Gayraud d'un côté, Mgr Mignot et Loisy de l'autre. La ligne de partage est incontestable. Pour autant, est-il certain que les deux derniers en usant des mêmes assertions leur donnaient le même sens ? Et ne faut-il pas introduire entre eux des distinctions qui sont plus que des nuances ? En février 1904, l'abbé Wehrlé écrit à Blondel :

‘Je vous engage à lire intégralement l'article de Mgr Mignot, "Critique et tradition", dans Le Correspondant du 10 janvier. Il me semble que la doctrine de la Tradition que vous venez de dégager d'une façon si lumineuse 2247 s'y trouve impliquée à l'état de pressentiment et d'idée latente. En tout cas, cet article marque un progrès sensible de la pensée de l'auteur et est capable de rendre de réels services 2248 .’

Dans "Critique et tradition", Mgr Mignot avait en effet voulu montrer d'une part - nous l'avons déjà évoqué -, que la critique ne présentait pas de vrai danger pour la foi puisque celle-ci ne reposait pas d'abord sur l'Écriture, mais sur le témoignage de l'Église et d'autre part qu'il ne pouvait y avoir de lecture totale de l'Écriture que dans l'Église. Si l'on ne trouve pas dans les Évangiles "tout ce que nous désirerions si ardemment y voir" c'est que l'Église n'y a pas "puisé les premiers éléments de sa vie" et que sa doctrine n'est pas un écrit, mais "une vérité vivante". C'est pourquoi "aucune histoire ne nous racontera jamais la révélation du Sauveur Jésus comme le fait pratiquement l'Église depuis dix-neuf siècles par son action vivante, efficace, visible, perpétuelles et surnaturelle". Cette action, qui est "la vie véritable de l'Église", est à proprement parler la Tradition et c'est grâce à elle que l'on atteint la plénitude de la pensée de Jésus. C'est pourquoi, "loin de repousser la Tradition, comme le font les protestants, pour qui ce mot est presque synonyme de légendes, de récits controuvés, de 'superstitions romaines'", il faut la mettre à la base de la foi. Comprendre une pensée du Christ ce n'est pas seulement "en connaître les mots […], c'est la voir vivante et agissante".

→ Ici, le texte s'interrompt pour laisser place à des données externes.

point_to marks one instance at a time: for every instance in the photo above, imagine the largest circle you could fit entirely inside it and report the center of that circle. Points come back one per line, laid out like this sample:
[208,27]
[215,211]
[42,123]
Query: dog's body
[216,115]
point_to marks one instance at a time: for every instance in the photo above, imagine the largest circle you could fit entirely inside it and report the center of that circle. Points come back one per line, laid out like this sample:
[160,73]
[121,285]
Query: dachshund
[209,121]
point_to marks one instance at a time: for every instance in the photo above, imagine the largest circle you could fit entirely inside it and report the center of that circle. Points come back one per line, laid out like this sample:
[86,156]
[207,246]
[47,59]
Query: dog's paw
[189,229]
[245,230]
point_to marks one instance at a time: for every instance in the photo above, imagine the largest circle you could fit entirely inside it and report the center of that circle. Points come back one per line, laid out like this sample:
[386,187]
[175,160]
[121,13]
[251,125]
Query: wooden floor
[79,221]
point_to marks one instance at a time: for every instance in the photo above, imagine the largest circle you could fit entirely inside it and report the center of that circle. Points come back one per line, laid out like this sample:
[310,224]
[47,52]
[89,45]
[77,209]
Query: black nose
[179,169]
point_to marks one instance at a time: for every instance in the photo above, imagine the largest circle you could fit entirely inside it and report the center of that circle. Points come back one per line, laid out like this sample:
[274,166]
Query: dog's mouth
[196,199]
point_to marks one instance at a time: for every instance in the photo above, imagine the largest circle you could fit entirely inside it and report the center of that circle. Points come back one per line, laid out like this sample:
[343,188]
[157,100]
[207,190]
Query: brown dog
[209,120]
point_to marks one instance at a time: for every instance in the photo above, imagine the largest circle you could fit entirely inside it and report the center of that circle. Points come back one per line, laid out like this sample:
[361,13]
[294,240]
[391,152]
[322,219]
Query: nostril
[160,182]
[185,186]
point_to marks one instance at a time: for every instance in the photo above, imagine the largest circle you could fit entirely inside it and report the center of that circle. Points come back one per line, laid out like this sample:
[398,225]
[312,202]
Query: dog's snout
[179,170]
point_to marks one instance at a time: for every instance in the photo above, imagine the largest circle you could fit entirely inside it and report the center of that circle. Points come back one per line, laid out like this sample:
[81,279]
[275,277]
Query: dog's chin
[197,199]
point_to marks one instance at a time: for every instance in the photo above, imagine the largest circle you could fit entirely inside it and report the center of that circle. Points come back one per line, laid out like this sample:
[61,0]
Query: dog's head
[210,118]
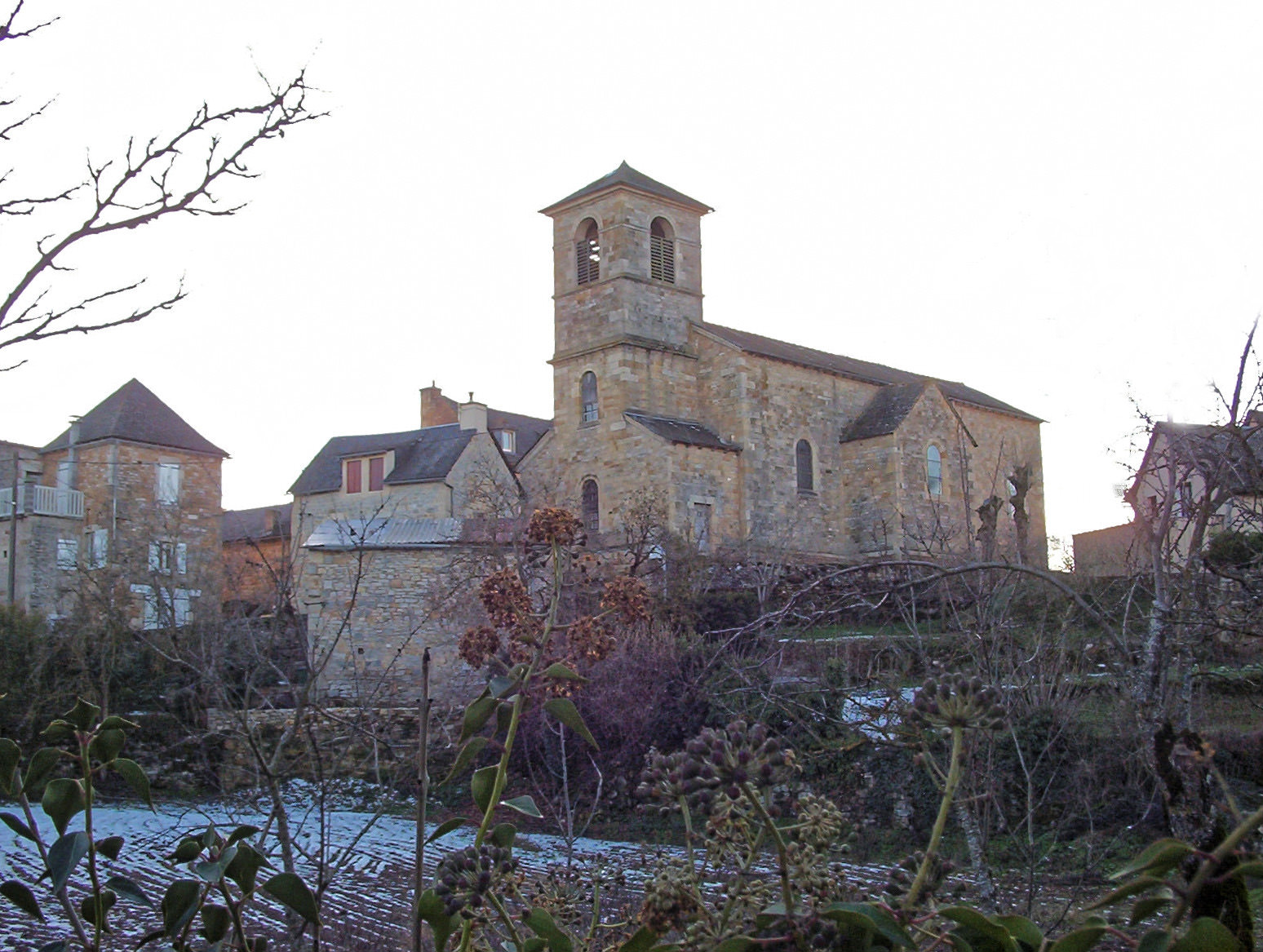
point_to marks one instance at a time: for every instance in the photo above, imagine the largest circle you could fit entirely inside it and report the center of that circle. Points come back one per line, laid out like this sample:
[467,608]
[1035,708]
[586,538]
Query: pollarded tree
[152,179]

Le tort de Loisy est de n'avoir pas été suffisamment explicite sur cette question. En 1903, Mgr Mignot avait écrit au baron :

‘Il est clair qu'il y avait une communauté chrétienne, une vie chrétienne, des rites chrétiens, avant la rédaction des Synoptiques ; c'est cette vie chrétienne primitive qui, à mes yeux, constitue la tradition vivante de l'Église. L'Église à la rigueur, aurait pu se passer des Évangiles, comme la vie peut se continuer sans qu'on en écrive l'histoire. L'auteur en n'écrivant que pour les savants a eu le tort de n'avoir pas assez pitié de ceux qui ne le sont pas, et c'est le grand nombre 2249 .’

La critique indépendante qui ne veut admettre comme "éléments constitutifs du christianisme que les paroles de Jésus" n'échappe pas au subjectivisme. Revenant sur cet aspect de la question en 1915, Mgr Mignot trouve une illustration des limites de l'interprétation individuelle de l'Évangile dans le fait que, au cours du XIXe siècle, on a pu y trouver la justification de toutes sortes d'idées différentes et parfois opposées en morale, en philosophie, en sociologie, en politique etc. Ceux qui veulent "solutionner ce qu'on appelle les questions du jour […] au moyen des Évangiles oublient trop vite que ces problèmes n'étaient pas posés il y a deux mille ans et que le Christ n'avait pas à les résoudre". Une simple analogie de surface n'est pas identité : il ne faut pas s'y méprendre.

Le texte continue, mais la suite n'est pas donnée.